Guillaume Dampenon, coordinateur général du Bastion, nous donne des nouvelles de ce lieu de répétition et de création implanté depuis 1984 à Besançon. Quoi de neuf depuis 1 an de pandémie?

Quid du côté répétition au Bastion depuis le début de cette pandémie? J’imagine qu’avec les mesures sanitaires vous n’avez aucune marge de manœuvre…

Non, effectivement malheureusement, on n’a aucune marge de manœuvre sur la reprise des répétitions. Quoi qu’il en soit, les pratiques restent aujourd’hui interdites et totalement à l’arrêt depuis le confinement du 29 octobre. Malheureusement on n’a peu de perspectives de reprise puisque ça ne fait pas vraiment partie des priorités du secteur culturel. Aujourd’hui les pratiques amateurs dans leur ensemble sont un peu le parent pauvre des problématiques de reprise de l’activité artistique.

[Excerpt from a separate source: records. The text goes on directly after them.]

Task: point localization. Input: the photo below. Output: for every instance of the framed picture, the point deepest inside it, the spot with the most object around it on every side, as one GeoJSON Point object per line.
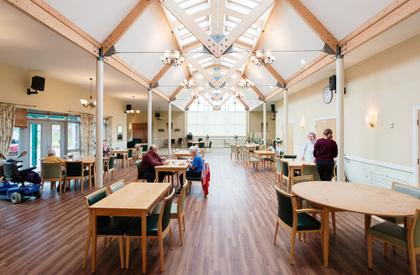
{"type": "Point", "coordinates": [119, 132]}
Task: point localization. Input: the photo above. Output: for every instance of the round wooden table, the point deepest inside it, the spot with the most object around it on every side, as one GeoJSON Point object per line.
{"type": "Point", "coordinates": [359, 198]}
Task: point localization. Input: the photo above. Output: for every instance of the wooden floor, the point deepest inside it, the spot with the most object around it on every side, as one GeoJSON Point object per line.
{"type": "Point", "coordinates": [230, 232]}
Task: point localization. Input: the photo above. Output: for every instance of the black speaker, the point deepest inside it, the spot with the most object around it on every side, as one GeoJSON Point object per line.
{"type": "Point", "coordinates": [38, 83]}
{"type": "Point", "coordinates": [332, 83]}
{"type": "Point", "coordinates": [273, 108]}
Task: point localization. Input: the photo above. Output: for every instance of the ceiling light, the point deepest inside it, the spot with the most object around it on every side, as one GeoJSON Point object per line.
{"type": "Point", "coordinates": [262, 58]}
{"type": "Point", "coordinates": [89, 103]}
{"type": "Point", "coordinates": [172, 58]}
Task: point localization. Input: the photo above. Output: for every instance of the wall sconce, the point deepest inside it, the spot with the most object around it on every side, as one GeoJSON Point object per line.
{"type": "Point", "coordinates": [302, 123]}
{"type": "Point", "coordinates": [372, 119]}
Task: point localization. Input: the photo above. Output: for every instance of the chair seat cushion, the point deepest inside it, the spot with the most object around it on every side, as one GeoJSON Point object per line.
{"type": "Point", "coordinates": [307, 222]}
{"type": "Point", "coordinates": [389, 231]}
{"type": "Point", "coordinates": [112, 225]}
{"type": "Point", "coordinates": [134, 228]}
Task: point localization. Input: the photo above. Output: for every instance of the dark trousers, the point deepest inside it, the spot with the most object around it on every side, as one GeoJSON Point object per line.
{"type": "Point", "coordinates": [325, 169]}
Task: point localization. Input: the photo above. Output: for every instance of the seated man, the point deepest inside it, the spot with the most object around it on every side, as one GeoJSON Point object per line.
{"type": "Point", "coordinates": [148, 163]}
{"type": "Point", "coordinates": [52, 158]}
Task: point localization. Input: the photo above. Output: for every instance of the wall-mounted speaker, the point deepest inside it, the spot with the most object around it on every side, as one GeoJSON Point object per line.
{"type": "Point", "coordinates": [37, 85]}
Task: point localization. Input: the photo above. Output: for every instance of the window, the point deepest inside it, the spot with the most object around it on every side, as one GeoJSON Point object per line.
{"type": "Point", "coordinates": [14, 143]}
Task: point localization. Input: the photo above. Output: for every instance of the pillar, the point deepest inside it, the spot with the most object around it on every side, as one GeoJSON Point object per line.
{"type": "Point", "coordinates": [264, 124]}
{"type": "Point", "coordinates": [285, 121]}
{"type": "Point", "coordinates": [170, 128]}
{"type": "Point", "coordinates": [340, 114]}
{"type": "Point", "coordinates": [149, 117]}
{"type": "Point", "coordinates": [99, 120]}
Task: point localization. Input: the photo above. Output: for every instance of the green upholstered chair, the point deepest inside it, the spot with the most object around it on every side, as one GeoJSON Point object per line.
{"type": "Point", "coordinates": [74, 171]}
{"type": "Point", "coordinates": [294, 219]}
{"type": "Point", "coordinates": [108, 227]}
{"type": "Point", "coordinates": [51, 172]}
{"type": "Point", "coordinates": [158, 226]}
{"type": "Point", "coordinates": [393, 234]}
{"type": "Point", "coordinates": [115, 187]}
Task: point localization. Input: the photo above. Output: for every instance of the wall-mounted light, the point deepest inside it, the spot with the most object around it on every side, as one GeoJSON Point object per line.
{"type": "Point", "coordinates": [372, 119]}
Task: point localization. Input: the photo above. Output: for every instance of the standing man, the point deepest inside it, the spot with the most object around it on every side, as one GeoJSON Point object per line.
{"type": "Point", "coordinates": [325, 150]}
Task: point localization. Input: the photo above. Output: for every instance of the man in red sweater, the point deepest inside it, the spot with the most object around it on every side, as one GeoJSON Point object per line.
{"type": "Point", "coordinates": [148, 163]}
{"type": "Point", "coordinates": [325, 150]}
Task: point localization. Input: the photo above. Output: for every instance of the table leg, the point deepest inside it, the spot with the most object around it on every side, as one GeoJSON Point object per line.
{"type": "Point", "coordinates": [368, 219]}
{"type": "Point", "coordinates": [90, 176]}
{"type": "Point", "coordinates": [325, 235]}
{"type": "Point", "coordinates": [143, 242]}
{"type": "Point", "coordinates": [93, 230]}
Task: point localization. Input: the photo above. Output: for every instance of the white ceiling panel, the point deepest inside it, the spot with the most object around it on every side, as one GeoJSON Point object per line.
{"type": "Point", "coordinates": [344, 16]}
{"type": "Point", "coordinates": [149, 35]}
{"type": "Point", "coordinates": [97, 17]}
{"type": "Point", "coordinates": [287, 31]}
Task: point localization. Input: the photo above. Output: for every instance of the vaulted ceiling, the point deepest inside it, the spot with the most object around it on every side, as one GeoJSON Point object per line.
{"type": "Point", "coordinates": [217, 38]}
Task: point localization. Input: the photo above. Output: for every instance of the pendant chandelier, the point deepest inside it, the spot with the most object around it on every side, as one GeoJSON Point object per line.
{"type": "Point", "coordinates": [89, 103]}
{"type": "Point", "coordinates": [129, 108]}
{"type": "Point", "coordinates": [172, 58]}
{"type": "Point", "coordinates": [262, 58]}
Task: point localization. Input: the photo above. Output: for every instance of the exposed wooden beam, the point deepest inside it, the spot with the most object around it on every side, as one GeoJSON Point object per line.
{"type": "Point", "coordinates": [178, 90]}
{"type": "Point", "coordinates": [189, 103]}
{"type": "Point", "coordinates": [314, 23]}
{"type": "Point", "coordinates": [387, 18]}
{"type": "Point", "coordinates": [125, 24]}
{"type": "Point", "coordinates": [48, 17]}
{"type": "Point", "coordinates": [159, 75]}
{"type": "Point", "coordinates": [240, 99]}
{"type": "Point", "coordinates": [275, 74]}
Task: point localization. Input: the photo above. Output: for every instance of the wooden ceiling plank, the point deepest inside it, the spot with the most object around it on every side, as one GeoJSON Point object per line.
{"type": "Point", "coordinates": [314, 23]}
{"type": "Point", "coordinates": [125, 24]}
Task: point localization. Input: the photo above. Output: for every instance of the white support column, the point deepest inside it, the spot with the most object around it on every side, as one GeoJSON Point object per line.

Comment va la scène du côté de la Franche-Comté ? Est-ce que vous avez des échos de personnes qui travaillent différemment ? Est-ce qu’il y a de la création en temps de Covid autour de vous ou malheureusement c’est complètement arrêté ?

La création ne s’est pas arrêtée à cause de la pandémie mais elle est très empêchée en ce moment. Les musiciens sont des gens qui ont plein de ressources donc il y a des stratégies qui sont mises en place pour pouvoir retrouver des lieux de répétition alternatifs on va dire, mais qui existaient déjà. Il y avait déjà plein de groupes qui s’organisent de manières un peu auto-gérées en partageant des locaux privés par exemple. Il y a beaucoup de gens qui se sont mis à répéter chez les uns chez les autres, avec toutes les nuisances que ça peut induire. Et puis il y a des difficultés d’équipement aussi, faut pas se leurrer, même si la pratique reste vivante et vivace, ça reste très compliqué. On a beaucoup d’échos de musiciens qui ne peuvent pas pratiquer. Ça pose des problèmes évidents pour l’émergence de nouveaux projets artistiques en BFC, mais ça pose aussi des problèmes psycho-sociaux. Il y en a pour qui la pratique de la musique est quelque chose d’essentiel et important pour leur équilibre, et donc se trouver privé d’un sas d’expression et de décompression, c’est assez dramatique.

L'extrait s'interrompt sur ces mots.